At the time of writing this post, this can only be done from the command line
supctl create strongbox authentication approles <<EOF
name: fluent-bit
weak-secret-id: true
secret-id-ttl: 3600s
token-policies:
- fluent-bit
EOF
Finally, we will deploy an example application:
#
# See <https://docs.fluentbit.io/manual/pipeline/outputs/stackdriver>
#
#
name: avassa-fluent-bit-example
services:
- name: log-container
containers:
- name: log-container
image: registry-1.docker.io/alpine
cmd:
- sh
- "-c"
- 'while true; do echo "$(date) hello"; sleep 1; done'
mode: replicated
replicas: 1
# Keep the log exporter in a separate service, with one replica
- name: log-exporter
mode: replicated
replicas: 1
containers:
- name: fluent-bit
# You may want to consider locking this to a particual version in production
image: registry.gitlab.com/avassa-public/fluent-bit/fluent-bit:latest
approle: fluent-bit
env:
APPROLE_SECRET_ID: "${SYS_APPROLE_SECRET_ID}"
mounts:
- volume-name: cfg
files:
- name: fluent-bit.conf
mount-path: /fluent-bit/etc/fluent-bit.conf
- volume-name: credentials
files:
- name: credentials
mount-path: /credentials.json
# Allow the output plugin to connect
network:
outbound-access:
allow-all: true
volumes:
# This assumes a service account JSON file has been added to a vault named
# "fluent-bit" with a secret called "stackdriver".
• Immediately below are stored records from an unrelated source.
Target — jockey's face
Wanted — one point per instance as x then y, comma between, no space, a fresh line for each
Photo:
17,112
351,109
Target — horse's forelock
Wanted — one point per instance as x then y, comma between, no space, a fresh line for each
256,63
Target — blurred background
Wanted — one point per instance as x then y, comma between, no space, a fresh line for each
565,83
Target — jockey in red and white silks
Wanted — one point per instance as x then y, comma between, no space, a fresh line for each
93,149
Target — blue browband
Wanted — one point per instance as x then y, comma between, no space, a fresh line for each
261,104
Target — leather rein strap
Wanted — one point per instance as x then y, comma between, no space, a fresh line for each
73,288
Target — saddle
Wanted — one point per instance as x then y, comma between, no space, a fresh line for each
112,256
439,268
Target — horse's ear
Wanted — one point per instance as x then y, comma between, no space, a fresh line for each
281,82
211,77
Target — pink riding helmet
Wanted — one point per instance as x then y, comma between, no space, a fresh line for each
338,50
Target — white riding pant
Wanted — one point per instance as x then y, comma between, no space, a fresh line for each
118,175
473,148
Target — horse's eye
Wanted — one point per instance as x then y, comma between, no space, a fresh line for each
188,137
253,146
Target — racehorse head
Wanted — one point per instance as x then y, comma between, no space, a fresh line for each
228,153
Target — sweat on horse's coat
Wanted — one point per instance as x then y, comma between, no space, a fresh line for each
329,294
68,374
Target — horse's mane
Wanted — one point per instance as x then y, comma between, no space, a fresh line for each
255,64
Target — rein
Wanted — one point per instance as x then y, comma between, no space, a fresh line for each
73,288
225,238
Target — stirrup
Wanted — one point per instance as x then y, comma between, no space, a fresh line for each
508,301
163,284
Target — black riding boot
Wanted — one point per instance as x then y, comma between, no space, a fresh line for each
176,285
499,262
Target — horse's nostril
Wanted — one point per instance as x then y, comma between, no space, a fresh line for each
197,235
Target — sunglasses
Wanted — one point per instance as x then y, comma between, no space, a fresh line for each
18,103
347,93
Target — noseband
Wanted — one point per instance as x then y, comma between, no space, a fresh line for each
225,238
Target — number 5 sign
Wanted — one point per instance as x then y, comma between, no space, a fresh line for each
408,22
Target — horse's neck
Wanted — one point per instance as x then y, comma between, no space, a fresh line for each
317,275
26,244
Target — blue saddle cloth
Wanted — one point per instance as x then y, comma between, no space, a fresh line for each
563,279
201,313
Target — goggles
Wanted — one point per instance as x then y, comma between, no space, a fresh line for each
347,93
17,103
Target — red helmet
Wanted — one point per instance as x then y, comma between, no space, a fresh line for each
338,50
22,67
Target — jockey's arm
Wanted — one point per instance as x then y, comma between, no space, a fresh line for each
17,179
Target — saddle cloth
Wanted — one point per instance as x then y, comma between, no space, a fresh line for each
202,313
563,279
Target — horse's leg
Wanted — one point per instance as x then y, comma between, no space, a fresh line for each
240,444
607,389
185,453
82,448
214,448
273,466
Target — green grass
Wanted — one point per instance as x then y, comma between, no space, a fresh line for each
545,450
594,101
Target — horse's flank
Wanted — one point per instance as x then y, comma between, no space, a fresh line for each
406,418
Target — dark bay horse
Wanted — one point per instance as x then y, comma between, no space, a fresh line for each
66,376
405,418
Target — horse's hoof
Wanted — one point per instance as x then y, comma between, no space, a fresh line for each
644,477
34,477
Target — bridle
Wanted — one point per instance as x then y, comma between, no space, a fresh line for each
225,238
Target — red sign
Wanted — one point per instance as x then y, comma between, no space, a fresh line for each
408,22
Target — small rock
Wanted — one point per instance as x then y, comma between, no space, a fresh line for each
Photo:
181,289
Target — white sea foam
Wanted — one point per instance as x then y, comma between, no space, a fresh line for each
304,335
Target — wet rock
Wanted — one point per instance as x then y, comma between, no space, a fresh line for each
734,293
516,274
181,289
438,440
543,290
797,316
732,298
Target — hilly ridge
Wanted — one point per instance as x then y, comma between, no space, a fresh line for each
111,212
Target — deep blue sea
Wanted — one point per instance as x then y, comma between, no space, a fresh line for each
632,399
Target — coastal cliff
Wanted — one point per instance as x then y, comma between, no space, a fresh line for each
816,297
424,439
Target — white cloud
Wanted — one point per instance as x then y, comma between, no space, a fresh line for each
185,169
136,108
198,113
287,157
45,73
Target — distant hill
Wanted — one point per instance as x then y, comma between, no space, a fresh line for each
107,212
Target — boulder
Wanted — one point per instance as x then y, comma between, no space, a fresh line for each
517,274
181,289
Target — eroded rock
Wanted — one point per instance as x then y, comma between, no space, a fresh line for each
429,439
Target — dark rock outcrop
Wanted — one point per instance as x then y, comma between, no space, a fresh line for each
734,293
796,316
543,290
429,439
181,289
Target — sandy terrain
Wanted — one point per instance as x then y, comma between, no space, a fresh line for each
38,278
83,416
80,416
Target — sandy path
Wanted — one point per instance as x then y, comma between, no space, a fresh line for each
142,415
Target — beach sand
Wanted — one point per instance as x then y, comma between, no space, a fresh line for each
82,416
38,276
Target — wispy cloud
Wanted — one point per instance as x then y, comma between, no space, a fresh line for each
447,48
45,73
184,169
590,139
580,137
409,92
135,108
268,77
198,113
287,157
# The stackdriver secret should contain a key "credentials" where the value
# is the Google service account json file. This can be done like this:
# $supctl replace strongbox vaults fluent-bit secrets stackdriver <<EOF
# name: stackdriver
# allow-image-access: ["*"]
# base64-data:
# credentials: "$(base64 -w0 < sa-file.json)"
# EOF
- name: credentials
vault-secret:
vault: fluent-bit
secret: stackdriver
- name: cfg
config-map:
items:
- name: fluent-bit.conf
data: |
[SERVICE]
flush 5
log_level info
http_server Off
http_listen 0.0.0.0
http_port 2020
[INPUT]
name avassa_logs
tag avassa.logs
# This application
application_re avassa-fluent-bit-example
# Get logs from the log-container container
container_re log-container
# For debugging purposes
# [OUTPUT]
# name stdout
# match *
[OUTPUT]
name stackdriver
# Path to the credentials.json file mounted from Strongbox
google_service_credentials /credentials.json
After successfully deploying the application, you should be able to go to Stackdriver in Google Cloud and see the logs.

Conclusion
So by simply deploying a Fluent Bit container together with your application, you can easily ship logs to Stackdriver. In the above example we ship logs from a single application, but by changing the application_re
and container_re
regular expressions, you can use the same exporter for multiple applications.